İktidar, son sıralarda İstanbul ve CHP üzerinde bir takım
oyunlar planlıyor…
Üstelik bunu açıkça ve gayet fütursuzca yürütüyor… Son derece
komik, komedi tadında girişimler bunlar. Ancak giderek bir “Kara
komedi” haline dönüşüyor!..
Örneğin, CHP İstanbul İl Başkanı Canan
Kaftancıoğlu hakkında beş ayrı suçtan 17 yıla kadar hapis
cezası istemiyle açılan şu davayı ele alalım… Öncelikli soru
şu:
–Kaftancıoğlu, İstanbul’un alınmasında çok önemli bir rol
oynamasa, bu denli başarılı olmasa, böyle bir dava açılır
mıydı?!.
Yanıtı hepimiz biliyoruz sanırım!..
İddianamenin, bu içerikteki diğer dava iddianameleri gibi
“doldur-boşalt” tarzında kaleme alındığını ben
değil, iktidara yapışmamış tüm hukuk insanları söylüyor!

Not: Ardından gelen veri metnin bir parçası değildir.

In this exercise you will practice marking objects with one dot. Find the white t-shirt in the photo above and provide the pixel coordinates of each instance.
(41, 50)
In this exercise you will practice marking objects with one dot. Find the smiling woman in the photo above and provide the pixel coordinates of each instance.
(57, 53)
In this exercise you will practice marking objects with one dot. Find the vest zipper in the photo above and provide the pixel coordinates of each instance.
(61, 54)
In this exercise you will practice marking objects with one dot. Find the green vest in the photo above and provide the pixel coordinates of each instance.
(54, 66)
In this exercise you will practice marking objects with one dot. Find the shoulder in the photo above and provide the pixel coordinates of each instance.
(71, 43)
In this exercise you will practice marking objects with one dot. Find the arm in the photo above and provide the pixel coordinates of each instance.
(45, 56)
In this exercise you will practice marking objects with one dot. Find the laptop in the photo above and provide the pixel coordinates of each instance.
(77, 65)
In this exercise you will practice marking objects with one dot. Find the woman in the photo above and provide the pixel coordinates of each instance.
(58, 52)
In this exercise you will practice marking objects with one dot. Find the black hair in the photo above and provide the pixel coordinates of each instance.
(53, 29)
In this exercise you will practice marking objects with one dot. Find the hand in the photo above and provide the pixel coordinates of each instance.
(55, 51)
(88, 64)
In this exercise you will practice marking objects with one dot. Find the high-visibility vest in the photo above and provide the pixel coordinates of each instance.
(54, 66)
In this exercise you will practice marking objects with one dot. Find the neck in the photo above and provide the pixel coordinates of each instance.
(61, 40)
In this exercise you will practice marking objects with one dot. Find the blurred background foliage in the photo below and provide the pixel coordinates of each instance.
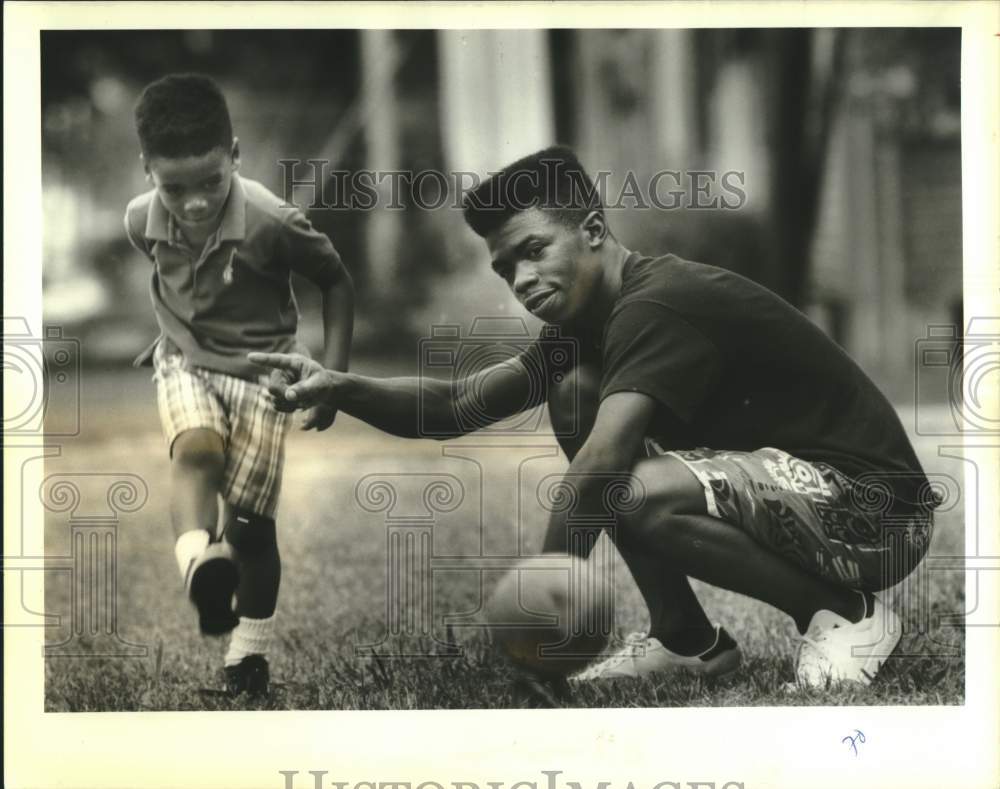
(848, 142)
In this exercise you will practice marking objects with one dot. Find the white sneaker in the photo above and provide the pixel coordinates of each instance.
(836, 650)
(642, 656)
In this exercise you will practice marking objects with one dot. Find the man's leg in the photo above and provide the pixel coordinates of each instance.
(674, 524)
(676, 617)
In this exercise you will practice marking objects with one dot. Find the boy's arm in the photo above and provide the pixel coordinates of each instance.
(415, 407)
(338, 327)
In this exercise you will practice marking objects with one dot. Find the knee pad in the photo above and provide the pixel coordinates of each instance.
(251, 534)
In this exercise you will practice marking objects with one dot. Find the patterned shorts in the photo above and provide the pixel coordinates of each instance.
(809, 513)
(252, 432)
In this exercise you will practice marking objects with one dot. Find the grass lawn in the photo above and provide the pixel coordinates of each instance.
(334, 598)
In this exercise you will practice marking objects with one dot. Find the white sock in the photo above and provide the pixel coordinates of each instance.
(190, 546)
(250, 637)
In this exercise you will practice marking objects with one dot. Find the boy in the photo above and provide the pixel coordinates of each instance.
(222, 249)
(761, 458)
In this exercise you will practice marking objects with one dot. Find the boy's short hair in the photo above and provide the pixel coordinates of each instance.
(552, 179)
(182, 115)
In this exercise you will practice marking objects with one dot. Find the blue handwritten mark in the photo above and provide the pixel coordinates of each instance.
(859, 736)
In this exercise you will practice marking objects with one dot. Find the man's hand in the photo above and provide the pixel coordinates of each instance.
(319, 418)
(298, 383)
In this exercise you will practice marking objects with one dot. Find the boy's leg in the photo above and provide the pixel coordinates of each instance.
(251, 484)
(254, 537)
(195, 427)
(196, 465)
(676, 617)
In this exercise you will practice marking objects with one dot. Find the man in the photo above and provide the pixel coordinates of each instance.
(758, 446)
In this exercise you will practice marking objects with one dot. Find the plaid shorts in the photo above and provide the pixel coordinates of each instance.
(810, 513)
(252, 432)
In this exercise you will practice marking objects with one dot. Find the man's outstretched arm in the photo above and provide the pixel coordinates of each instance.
(605, 460)
(411, 407)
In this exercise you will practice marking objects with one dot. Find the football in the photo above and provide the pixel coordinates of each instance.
(552, 614)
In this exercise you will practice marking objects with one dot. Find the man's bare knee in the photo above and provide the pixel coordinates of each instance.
(661, 488)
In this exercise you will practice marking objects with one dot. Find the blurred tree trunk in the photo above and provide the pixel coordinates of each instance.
(383, 229)
(804, 69)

Mesela
davanın dünkü duruşmasında, Kaftancıoğlu’nun avukatı üstüne basa
basa şöyle dedi:
–Mevcut iddianame ile yargılama yapılması hukuka
aykırıdır!..
Gelelim Canan Kaftancıoğlu’na, izlediğim
ilk duruşmada, dik duruşu, son derece sakin, tane tane konuşması ve
vurgularıyla dikkatimi çekmişti… Dünkü duruşmada söyledikleri de
aynı duruşun eseriydi…
Konuşmasına, “Kim ne derse desin, Mustafa Kemal Atatürk’ün
oturduğu koltuğa saygısızlık etmek kimsenin hakkı ve haddi
değildir… Atatürk Cumhuriyeti’nin İl Başkanı olarak devleti alenen
ya da perdeli olarak aşağılamam düşünülemez!..” diye
başlayan Kaftancıoğlu, başlığa çıkardığım sözleri ise iddianameyi
yazan savcı ve mahkeme heyetini işaret ederek söyledi:
–Söylediklerimi teşvik ve tahrik olarak algılamak insanları
kine sürüklemektir… İddia makamı söylediklerimi gerçeklerden
uzaklaştırmıştır. Değil 17 yıl 27 yıl bile ceza verseler yine
hakikati söylerim. Sizler de hakikati arayın, ona
yaklaştığınızda özgürleştiğinizi hissedeceksiniz. Bu hakikat
hepimizi özgürleştirecek!..
İşte tam bu satırları
yazarken...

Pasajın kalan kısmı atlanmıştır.